Search code examples
vbaexcelexcel-2013

Fuzzy string matching optimization (not checking certain words) - Excel VBA function


I have a function in Excel that calculates the Levenshtein Distance between two strings (the number of insertions, deletions, and/or substitutions needed to transform one string into another). I am using this as part of a project I'm working on that involves "fuzzy string matching."

Below you will see the code for the LevenshteinDistance function and a valuePhrase function. The latter exists for the purposes of executing the function in my spreadsheet. I have taken this from what I read in this thread.

'Calculate the Levenshtein Distance between two strings (the number of insertions,
'deletions, and substitutions needed to transform the first string into the second)`

Public Function LevenshteinDistance(ByRef S1 As String, ByVal S2 As String) As Long
    Dim L1 As Long, L2 As Long, D() As Long 'Length of input strings and distance matrix
    Dim i As Long, j As Long, cost As Long 'loop counters and cost of 
        'substitution for current letter
    Dim cI As Long, cD As Long, cS As Long 'cost of next Insertion, Deletion and 
        Substitution

    L1 = Len(S1): L2 = Len(S2)
    ReDim D(0 To L1, 0 To L2)
    For i = 0 To L1: D(i, 0) = i: Next i
    For j = 0 To L2: D(0, j) = j: Next j

    For j = 1 To L2
        For i = 1 To L1
            cost = Abs(StrComp(Mid$(S1, i, 1), Mid$(S2, j, 1), vbTextCompare))
            cI = D(i - 1, j) + 1
            cD = D(i, j - 1) + 1
            cS = D(i - 1, j - 1) + cost
            If cI <= cD Then 'Insertion or Substitution
                If cI <= cS Then D(i, j) = cI Else D(i, j) = cS
            Else 'Deletion or Substitution
                If cD <= cS Then D(i, j) = cD Else D(i, j) = cS
            End If
        Next i
    Next j
    LevenshteinDistance = D(L1, L2)

End Function

Public Function valuePhrase#(ByRef S1$, ByRef S2$)
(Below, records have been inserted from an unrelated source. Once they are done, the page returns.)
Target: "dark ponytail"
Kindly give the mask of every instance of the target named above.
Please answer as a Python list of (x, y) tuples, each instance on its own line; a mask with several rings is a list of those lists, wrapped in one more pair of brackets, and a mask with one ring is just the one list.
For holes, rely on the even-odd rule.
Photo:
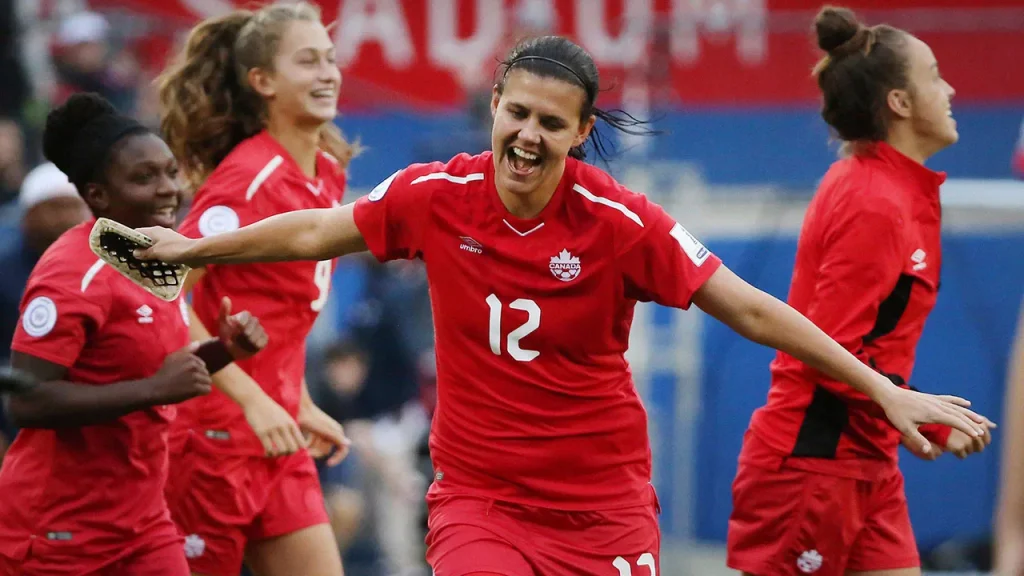
[[(583, 88), (587, 94), (580, 120), (591, 116), (603, 121), (612, 129), (635, 136), (657, 134), (650, 129), (649, 122), (640, 120), (622, 110), (603, 110), (595, 105), (600, 91), (600, 75), (594, 58), (579, 44), (562, 36), (541, 36), (529, 38), (517, 44), (508, 53), (499, 68), (498, 92), (505, 89), (505, 81), (512, 70), (523, 70), (545, 78), (556, 78)], [(586, 142), (569, 151), (569, 156), (583, 160), (587, 157), (587, 143), (594, 153), (607, 162), (614, 155), (613, 146), (595, 124)]]

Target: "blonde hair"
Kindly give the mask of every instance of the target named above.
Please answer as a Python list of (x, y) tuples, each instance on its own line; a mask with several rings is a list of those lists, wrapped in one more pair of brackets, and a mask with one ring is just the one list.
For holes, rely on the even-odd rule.
[[(270, 4), (206, 19), (158, 79), (164, 139), (194, 186), (239, 142), (263, 129), (266, 102), (247, 77), (254, 68), (272, 70), (285, 28), (296, 20), (319, 23), (319, 8), (307, 2)], [(358, 146), (346, 141), (333, 122), (321, 129), (319, 147), (342, 168), (358, 154)]]

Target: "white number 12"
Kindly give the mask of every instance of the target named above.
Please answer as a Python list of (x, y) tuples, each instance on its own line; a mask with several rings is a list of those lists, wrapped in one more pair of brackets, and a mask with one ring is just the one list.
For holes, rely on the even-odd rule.
[[(633, 576), (633, 567), (630, 562), (623, 557), (616, 557), (612, 566), (618, 569), (618, 576)], [(654, 554), (644, 552), (637, 559), (637, 566), (646, 566), (650, 570), (650, 576), (657, 576), (657, 569), (654, 568)]]
[[(490, 341), (490, 352), (495, 353), (495, 356), (501, 356), (502, 301), (498, 299), (498, 296), (492, 294), (487, 296), (487, 306), (490, 307), (490, 321), (487, 329), (487, 339)], [(519, 340), (525, 338), (530, 332), (541, 327), (541, 306), (537, 305), (537, 302), (534, 300), (519, 298), (509, 304), (509, 307), (525, 312), (528, 316), (526, 317), (526, 322), (524, 322), (522, 326), (509, 332), (508, 342), (505, 347), (508, 349), (509, 356), (515, 360), (518, 360), (519, 362), (529, 362), (538, 356), (541, 356), (541, 353), (536, 349), (523, 349), (519, 347)]]

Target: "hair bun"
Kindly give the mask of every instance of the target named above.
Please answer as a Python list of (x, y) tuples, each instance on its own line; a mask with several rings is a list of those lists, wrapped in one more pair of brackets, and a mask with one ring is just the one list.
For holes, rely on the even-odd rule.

    valuePhrase = LevenshteinDistance(S1, S2)

End Function

I am executing this valuePhrase function in a table in one of my sheets where the column and row headers are names of insurance companies. Ideally, the smallest number in any given row (the shortest Levenshtein distance) should correspond to a column header with the name of the insurance company in the table that most closely matches the name of that insurance company in the row header.

My problem is that I am trying to calculate this in a case where the strings in question are names of insurance companies. With that in mind, the code above strictly calculates the Levenshtein distance and is not tailored specifically to this case. To illustrate, a simple example of why this can be an issue is because the Levenshtein distance between two insurance company names can be quite small if they both share the words "insurance" and "company" (which, as you might expect, is common), even if the insurance companies have totally different names with respect to their unique words. So, I may want the function to ignore those words when comparing two strings.

I am new to VBA. Is there a way I can implement this fix in the code? As a secondary question, are there other unique issues that could arise from comparing the names of insurance companies? Thank you for the help!


Solution

  • Your whole question can be replaced by "How do I use the replace function in VBA?". In general, the algorithm in the question looked interesting, thus I have done this for you. Simply add anything in the Array() of the function, it will work (Just write in lower case the values in the array):

    Public Function removeSpecificWords(s As String) As String
    
     Dim arr     As Variant
     Dim cnt     As Long
    
     arr = Array("insurance", "company", "firma", "firm", "holding")
     removeSpecificWords = s
    
     For cnt = LBound(arr) To UBound(arr)
      removeSpecificWords = Replace(LCase(removeSpecificWords), LCase(arr(cnt)), vbNullString)
     Next cnt
    
    End Function
    
    Public Sub TestMe()
    
        Debug.Print removeSpecificWords("InsHolding")
        Debug.Print removeSpecificWords("InsuranceInsHoldingStar")
    
    End Sub
    

    In your case:

        S1 = removeSpecificWords(S1)
        S2 = removeSpecificWords(S2)
        valuePhrase = LevenshteinDistance(S1, S2)